On the far side of West Antarctica from where Scherer and Tulaczyk worked, Kingslake had found independent evidence that the ice sheet had once retreated far inland. Reviewing all the evidence, Torsten Albrecht of the Potsdam Institute for Climate Impact Research in Germany estimated that the retreat happened 10 to 12 thousand years ago. Compared with the present, Albrecht calculates, West Antarctica contributed roughly 30,000 cubic miles of ice to sea level rise— equal to 130 trillion tons.
Rebound Won't Save Us
At that time, the ice sheet was already in the midst of shrinking from its Ice Age maximum, when it extended 600 miles further out to sea than it does today. And the ocean floor sat at least 1,300 feet lower than it does today—because the weight of the massive ice sheet had pressed down on the Earth’s crust.
As the ice retreated, thinned, and floated, this allowed warm ocean currents to slither in along the deep ocean floor. That melted the ice ever more rapidly, sending the ice sheet into full-blown collapse. It roared right past its present-day boundaries, retreating at least 120 miles further inland than today.
This runaway collapse was eventually halted by slow changes in the Earth’s crust. The removal of all that ice allowed the crust to rebound upward. Researchers calculate that the seafloor under the ice sheet rose as quickly as 7 inches per year, or more than 1,300 feet over the course of several thousand years. This sheltered the remaining ice from the deep ocean currents that were melting it, allowing it to stabilize, re-advance, and eventually reach its present-day size—perhaps as little as 2,000 years ago.

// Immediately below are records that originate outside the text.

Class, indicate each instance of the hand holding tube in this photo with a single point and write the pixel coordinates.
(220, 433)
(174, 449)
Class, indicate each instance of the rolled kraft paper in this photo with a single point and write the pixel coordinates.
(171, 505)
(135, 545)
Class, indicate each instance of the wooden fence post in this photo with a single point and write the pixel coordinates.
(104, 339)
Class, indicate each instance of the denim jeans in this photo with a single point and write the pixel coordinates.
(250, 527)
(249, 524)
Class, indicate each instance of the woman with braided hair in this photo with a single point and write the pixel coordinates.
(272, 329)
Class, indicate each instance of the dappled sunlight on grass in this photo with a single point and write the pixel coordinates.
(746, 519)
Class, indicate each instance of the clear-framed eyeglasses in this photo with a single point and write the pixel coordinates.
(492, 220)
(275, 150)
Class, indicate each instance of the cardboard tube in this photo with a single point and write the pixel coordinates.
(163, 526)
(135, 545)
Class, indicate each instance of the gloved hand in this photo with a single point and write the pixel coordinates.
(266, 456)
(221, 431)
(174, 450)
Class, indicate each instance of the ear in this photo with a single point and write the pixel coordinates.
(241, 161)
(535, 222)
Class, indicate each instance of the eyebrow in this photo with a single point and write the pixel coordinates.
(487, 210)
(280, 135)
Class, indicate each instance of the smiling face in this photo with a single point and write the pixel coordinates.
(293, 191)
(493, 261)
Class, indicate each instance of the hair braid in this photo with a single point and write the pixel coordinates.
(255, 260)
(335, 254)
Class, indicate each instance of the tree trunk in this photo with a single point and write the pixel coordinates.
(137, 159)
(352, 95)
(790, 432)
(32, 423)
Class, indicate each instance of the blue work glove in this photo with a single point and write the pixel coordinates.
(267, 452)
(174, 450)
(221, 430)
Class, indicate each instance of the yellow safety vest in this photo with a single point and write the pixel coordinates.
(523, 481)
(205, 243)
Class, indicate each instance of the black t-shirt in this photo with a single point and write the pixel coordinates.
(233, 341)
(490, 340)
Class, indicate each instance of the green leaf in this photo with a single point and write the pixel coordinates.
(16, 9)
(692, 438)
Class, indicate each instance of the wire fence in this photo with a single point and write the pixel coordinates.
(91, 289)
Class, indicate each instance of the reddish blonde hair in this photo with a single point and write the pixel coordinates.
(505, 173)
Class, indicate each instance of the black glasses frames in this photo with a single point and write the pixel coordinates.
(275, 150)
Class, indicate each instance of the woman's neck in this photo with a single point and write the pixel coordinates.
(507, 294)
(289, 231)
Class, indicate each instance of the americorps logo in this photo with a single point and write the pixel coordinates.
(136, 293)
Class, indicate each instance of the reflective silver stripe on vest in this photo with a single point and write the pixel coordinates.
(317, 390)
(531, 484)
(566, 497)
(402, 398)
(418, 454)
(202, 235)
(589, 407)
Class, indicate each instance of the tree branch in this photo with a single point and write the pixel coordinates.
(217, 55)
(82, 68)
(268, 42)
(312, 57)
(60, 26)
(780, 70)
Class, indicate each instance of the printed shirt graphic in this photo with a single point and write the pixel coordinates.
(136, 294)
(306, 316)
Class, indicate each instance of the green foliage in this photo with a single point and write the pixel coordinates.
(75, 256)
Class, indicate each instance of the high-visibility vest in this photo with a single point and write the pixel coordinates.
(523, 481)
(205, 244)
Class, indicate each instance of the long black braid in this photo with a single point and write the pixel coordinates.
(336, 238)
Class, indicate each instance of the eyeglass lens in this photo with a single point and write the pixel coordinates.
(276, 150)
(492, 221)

As the planet warms today, will this sort of glacial rebound protect us from a wholesale collapse of the West Antarctic ice sheet, and the catastrophic sea-level rise that would result? Since temperatures and atmospheric carbon dioxide levels are already far higher than they were 10,000 years ago, and still rising, Tulaczyk warns, the glacial retreat and rebound observed back then can’t simply be extrapolated to the future.
But in any case, glacial rebound is too slow a process to be a comfort to humans. It would not rescue coastal cities from sea level rise, Tulaczyk says, “unless we are willing to hold our breath for thousands of years underwater.”